Saturday 24 June 2017

And lastly, Part Trois!


Je voudrais ecrire cette accompte en francais, mais je regrette je n'ai aucun acutes, graves ou circumflexes.  Et cedilas!  Oubliez cedilas!  Ils sont trop difficile trouver, comme huitres numero trois en juin.

No, I'm sorry, but my keyboard just is not up to it, helas.

I hope, Gabriel and Florianne, that you are reading this, otherwise my bilingual account sera in vain! :)

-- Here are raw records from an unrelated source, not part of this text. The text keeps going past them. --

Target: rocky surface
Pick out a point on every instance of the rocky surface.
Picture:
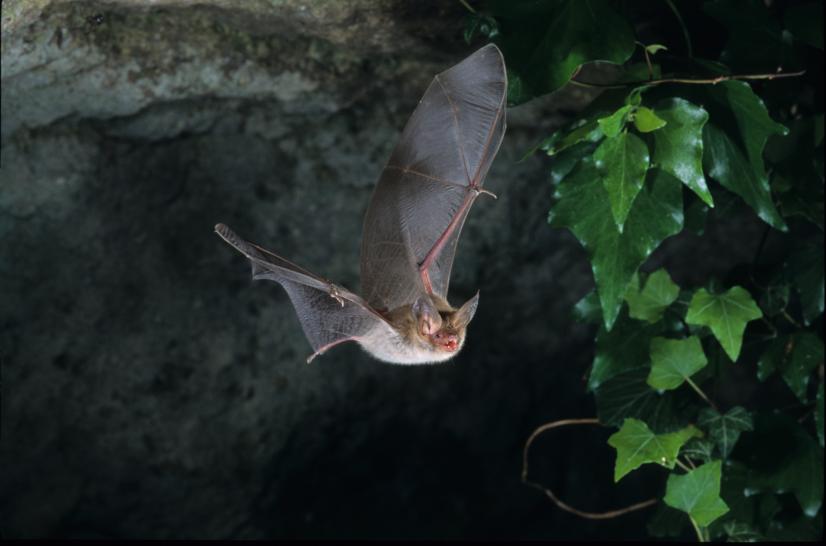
(150, 390)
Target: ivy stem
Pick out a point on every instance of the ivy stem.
(682, 465)
(467, 6)
(682, 26)
(700, 536)
(647, 60)
(696, 81)
(550, 494)
(699, 391)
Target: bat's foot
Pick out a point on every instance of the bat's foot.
(485, 192)
(334, 293)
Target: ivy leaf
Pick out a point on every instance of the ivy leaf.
(587, 309)
(678, 147)
(613, 124)
(674, 361)
(582, 206)
(806, 264)
(697, 493)
(726, 164)
(646, 121)
(636, 445)
(795, 356)
(748, 128)
(622, 161)
(545, 42)
(649, 303)
(481, 24)
(628, 395)
(819, 414)
(624, 347)
(726, 314)
(725, 429)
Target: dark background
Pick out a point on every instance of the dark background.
(150, 390)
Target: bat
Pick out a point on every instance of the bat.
(411, 228)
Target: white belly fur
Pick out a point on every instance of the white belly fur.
(396, 349)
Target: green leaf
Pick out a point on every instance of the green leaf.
(806, 263)
(649, 303)
(626, 394)
(613, 124)
(795, 356)
(674, 361)
(622, 161)
(725, 429)
(477, 23)
(697, 493)
(748, 128)
(624, 347)
(726, 314)
(805, 21)
(819, 414)
(646, 121)
(745, 505)
(781, 456)
(726, 164)
(636, 445)
(582, 206)
(588, 309)
(678, 147)
(545, 42)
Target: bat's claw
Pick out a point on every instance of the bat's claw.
(336, 295)
(485, 192)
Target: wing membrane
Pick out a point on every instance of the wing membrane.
(329, 314)
(426, 190)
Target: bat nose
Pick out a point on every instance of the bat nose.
(448, 341)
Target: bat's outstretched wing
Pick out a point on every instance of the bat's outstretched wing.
(329, 314)
(434, 174)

Alors, Gabriel poured me a glass of a noble dry white wine with a stony visage.  Or perhaps it was a stony dry white wine with a noble visage.  Either way, it was a beautiful gesture which was much appreciated.  Merci beaucoup, mes amis!  For those who maybe are not as familiar with an assiette des fruits de mer, it is literally a plate of the fruits (the bounty) of the sea.  No two assiettes served on different nights are the same, because the shellfish must be extremely fresh, and usually, the ingredients are only lightly boiled or steamed, either in pure water, or more rarely in barely flavoured stock.  The ingredients are served cold.  At La Procope, as one would expect, with l'Ancienne Comedie Francaise on l'autre side of la street, the presentation is pure theatre.

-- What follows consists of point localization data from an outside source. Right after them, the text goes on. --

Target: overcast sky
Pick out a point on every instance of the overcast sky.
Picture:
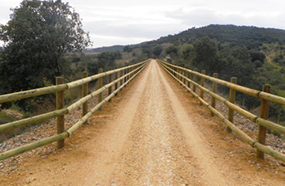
(112, 22)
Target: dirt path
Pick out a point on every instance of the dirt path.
(154, 133)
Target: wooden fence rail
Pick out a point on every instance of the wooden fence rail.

First, a metal stand is placed on the table by the waiter with a flourish.  Then he approaches with the "Assiette" itself.  This metal plate was elliptical, and about 40 or 50 cm long at its widest dimension.  On the plate was heaped a pile of ice about 10 cm deep, with the sea food arranged around it.  Around the edge were six of the largest oysters I have ever seen.  They were huitres no.3.  (The French Fisheries size their oysters).  At the top of the ice, there were a few prawns, and one or two cooked clams.  Around and on the ice were scallop shells, each of which was heaped with seafood of different species.

To eat this feast was Florianne who borrowed an oyster permanently.  As an English gentleman I could not refuse her, not even one of my molluscs.

The waiter, dressed in black with a very long white apron, placed my cutlery on the table.  There was a spoon, a four pronged fork; a three pronged fork; une fourchette avec deux tines and a pin for the most efficient extraction of the meat from the shells.

The table looked impressive.  Florianne asked if we had in English a saying that our eyes are bigger than our stomachs.  Yes, I replied, but I had missed my chance.  As a suave gentilhomme anglais qui a soixante-onze ans, I should have said that nothing was bigger than my stomach, and therefore I must have very large eyes, and complimented her for saying that.  Instead, I weakly said, "Yes".

She mentioned that La Fontaine had popped in for lunch about two hundred years earlier.  I thought she was going to ask whether he had been at the next table eating oysters.  No, I said, but this gave me a chance to recite the Fox and the Grapes (sounds like an English pub!)

"Certain reynard gascon, d'autres disent normands" and so on.  They looked surprised.  I must have looked surprised, too, as it was sixty years since I had last recited it.  Florianne also recited a fable, but she could continue for longer, as she had last recited it in school only a very few years previously.

Florianne and Gabriel made that evening an evening to remember.  It was possibly my last evening in Paris, and they sprinkled it with gold.  They were both such marvellous company.

And yes, Florianne was correct.  My eyes ARE bigger than my stomach.